Kits, Cores, Services & Progress in Biotech Workflows
Today we're talking about what drives change in biotech R&D and what might be coming next.
Transcript
The next time you're at a biotech event and you need to kill a few hours, here's what you do. You go round up all the old timers and get them talking about how things used to be.
How did you do a DNA extraction? Ah! We used to do that with Phenol-Chloroform.
What about DNA sequencing? Let me tell you about polyacrylamide gels.
PCR primers? Those things used to cost $100 each.
Lately, I've been paying attention to these stories because I'm curious about the history of change in the way we do biotech. Why do some methods look radically different from 20 years ago and some not at all? Is there a pattern to these changes - something that could help me see what's coming?
One pretty clear trend is kitification - the use of commercial reagent kits. A kit collects together all of the common materials and chemicals for a particular workflow and puts them in a convenient box along with a standard protocol for how to use them. Popular examples are the kits for DNA extraction, for PCR reagents, or for detecting proteins with ELISA.
Kits tend to emerge for protocols that are versatile - when you have a set of core components that enable many different kinds of experiments. They're simple to use, relatively cheap, and low-throughput, meaning they’re mostly for stuff you can do by hand.
At the other end of the cost curve, we see core facilityization. Core facilityization. The construction of core facilities. Basically the transfer of certain lab operations to a different, purpose-built lab. For example if you've got a simple optical microscope, you probably just keep that on a bench. But the big scopes, the confocal, the AFM, those get put in a different building run by experts who know how to use them. Other common core facilities run the flow cytometers, mass spectrometers or animal experiments.
Core facilities make sense for workflows that are particularly specialized, expensive, and powerful enough to justify those costs. Unlike using a kit, working with a core facility is often a major time investment. It requires a collaboration between experts to ensure the fancy equipment is used in a way that aligns with the experimental goals.
Finally, in the last 30 years we’ve seen certain key operations in biotech R&D move to a service model. This is most obvious around DNA sequencing and DNA synthesis. It's hard to believe there was a time when labs synthesized their own primers. And then there was a time when R&D groups had DNA synthesis core facilities. It's unthinkable now. Everyone buys primers from a commercial service and they love it.
There are other biotech services available, but I think the popularity of DNA synthesis as a service gives us a clue about what drives this kind of progress: flexibility and scale. Flexibility because DNA is one molecule with infinite sequence variations and endless applications. Scale because when you need DNA, you usually need a lot of it - many different sequences. But you don't want to invest in the infrastructure to make it yourself, because DNA chemistry is not your core specialty. So you order some DNA and you get on with doing your science.
So what's next? What's the thing that, 10 years from now, the old timers will be saying "Wow can you believe we used to have to do that in house?" Well, I think that a similar need for flexibility and scale is coming to a lot of lab data. In the AI era, many common types of lab data want to run on a service model.
AI can never get enough data.

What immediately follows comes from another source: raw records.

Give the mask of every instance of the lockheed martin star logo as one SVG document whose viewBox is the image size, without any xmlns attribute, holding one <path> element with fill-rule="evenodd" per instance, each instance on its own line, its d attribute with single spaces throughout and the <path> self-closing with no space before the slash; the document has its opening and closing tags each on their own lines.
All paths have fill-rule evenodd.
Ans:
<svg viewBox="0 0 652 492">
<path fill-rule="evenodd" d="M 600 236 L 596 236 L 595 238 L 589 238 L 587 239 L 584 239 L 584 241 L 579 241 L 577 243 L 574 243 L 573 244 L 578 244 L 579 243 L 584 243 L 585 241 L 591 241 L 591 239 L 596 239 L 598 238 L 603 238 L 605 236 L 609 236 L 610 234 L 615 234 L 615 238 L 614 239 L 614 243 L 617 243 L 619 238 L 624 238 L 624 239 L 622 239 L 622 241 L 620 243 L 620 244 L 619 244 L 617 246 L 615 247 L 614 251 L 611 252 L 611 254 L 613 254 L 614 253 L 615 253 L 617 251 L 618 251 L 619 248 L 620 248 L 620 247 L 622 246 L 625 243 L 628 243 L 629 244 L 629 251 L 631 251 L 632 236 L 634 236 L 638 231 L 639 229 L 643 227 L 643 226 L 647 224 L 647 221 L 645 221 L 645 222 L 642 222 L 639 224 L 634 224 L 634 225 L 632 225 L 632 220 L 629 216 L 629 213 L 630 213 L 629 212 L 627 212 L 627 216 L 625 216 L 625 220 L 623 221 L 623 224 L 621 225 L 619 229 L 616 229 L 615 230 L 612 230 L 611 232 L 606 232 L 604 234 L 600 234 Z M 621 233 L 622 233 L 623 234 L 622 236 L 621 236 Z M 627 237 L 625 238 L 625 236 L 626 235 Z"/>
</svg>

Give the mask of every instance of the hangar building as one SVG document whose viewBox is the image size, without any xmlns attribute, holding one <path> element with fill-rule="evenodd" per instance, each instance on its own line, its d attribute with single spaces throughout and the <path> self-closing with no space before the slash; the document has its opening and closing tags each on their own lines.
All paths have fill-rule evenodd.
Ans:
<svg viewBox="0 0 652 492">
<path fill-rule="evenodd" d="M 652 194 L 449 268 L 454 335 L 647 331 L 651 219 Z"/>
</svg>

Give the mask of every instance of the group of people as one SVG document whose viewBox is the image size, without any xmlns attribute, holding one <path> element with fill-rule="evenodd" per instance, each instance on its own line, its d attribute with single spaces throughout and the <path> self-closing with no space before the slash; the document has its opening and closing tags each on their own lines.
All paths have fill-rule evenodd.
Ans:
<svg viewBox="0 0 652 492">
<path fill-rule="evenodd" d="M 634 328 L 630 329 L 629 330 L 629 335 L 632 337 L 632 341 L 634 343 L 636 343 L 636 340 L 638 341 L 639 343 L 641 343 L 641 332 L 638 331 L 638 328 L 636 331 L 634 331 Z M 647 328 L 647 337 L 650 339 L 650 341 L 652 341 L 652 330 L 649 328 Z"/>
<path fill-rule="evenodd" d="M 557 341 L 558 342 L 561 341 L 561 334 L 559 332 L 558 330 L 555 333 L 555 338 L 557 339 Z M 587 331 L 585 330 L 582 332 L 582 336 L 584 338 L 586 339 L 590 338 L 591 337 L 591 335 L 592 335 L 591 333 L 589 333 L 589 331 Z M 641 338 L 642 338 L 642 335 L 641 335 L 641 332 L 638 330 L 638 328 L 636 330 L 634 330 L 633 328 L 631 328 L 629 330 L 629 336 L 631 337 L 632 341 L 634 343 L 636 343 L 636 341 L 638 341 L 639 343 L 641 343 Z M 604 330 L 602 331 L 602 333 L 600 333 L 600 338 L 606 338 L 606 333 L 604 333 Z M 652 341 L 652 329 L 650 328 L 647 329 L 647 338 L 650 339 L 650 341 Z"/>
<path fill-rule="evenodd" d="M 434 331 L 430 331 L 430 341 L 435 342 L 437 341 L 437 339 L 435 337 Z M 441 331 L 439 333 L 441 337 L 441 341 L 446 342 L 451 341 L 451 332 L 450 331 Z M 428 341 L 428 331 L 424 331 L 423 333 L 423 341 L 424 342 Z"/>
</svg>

A kit that you buy and use by hand is not going to satisfy it. AI requires many different kinds of data. No single core facility can provide them all. The long historical trends to bigger data and specialized equipment are only accelerating. 96 well plates became 384. CRISPR knockouts became pooled CRISPR screens. RNAseq became single-cell RNAseq. Cell painting became high-throughput, high-content imaging.
A multimodal, large scale dataset is going to be a core part of most R&D projects in the near future, just like DNA synthesis is today. It won't be the whole project - it will be one resource that your biology lab calls on to get your science done. It will be routine. Boring, even.
There was a time when doing an experiment with a single synthetic DNA molecule got you a high impact paper. Then it required tens or hundreds. Longer sequences, larger libraries, until eventually the new capability was just a part of everyone's process. But every time the technology advanced, the teams that were the fastest to adapt to the new way of working had an edge.
Biological data for AI will look like that. The whole ecosystem is so hungry for data right now. The teams that get good at working with Lab Data as a Service, for example the data that we sell at the Ginkgo foundry, will have the edge.
Someday we'll look back at this era and we'll be the old timers. Some young kid will round us up and say "tell me what it was like back when you had to generate datasets for AI by hand?" And we'll say "sit down whippersnapper and let me tell you about the 2020s.”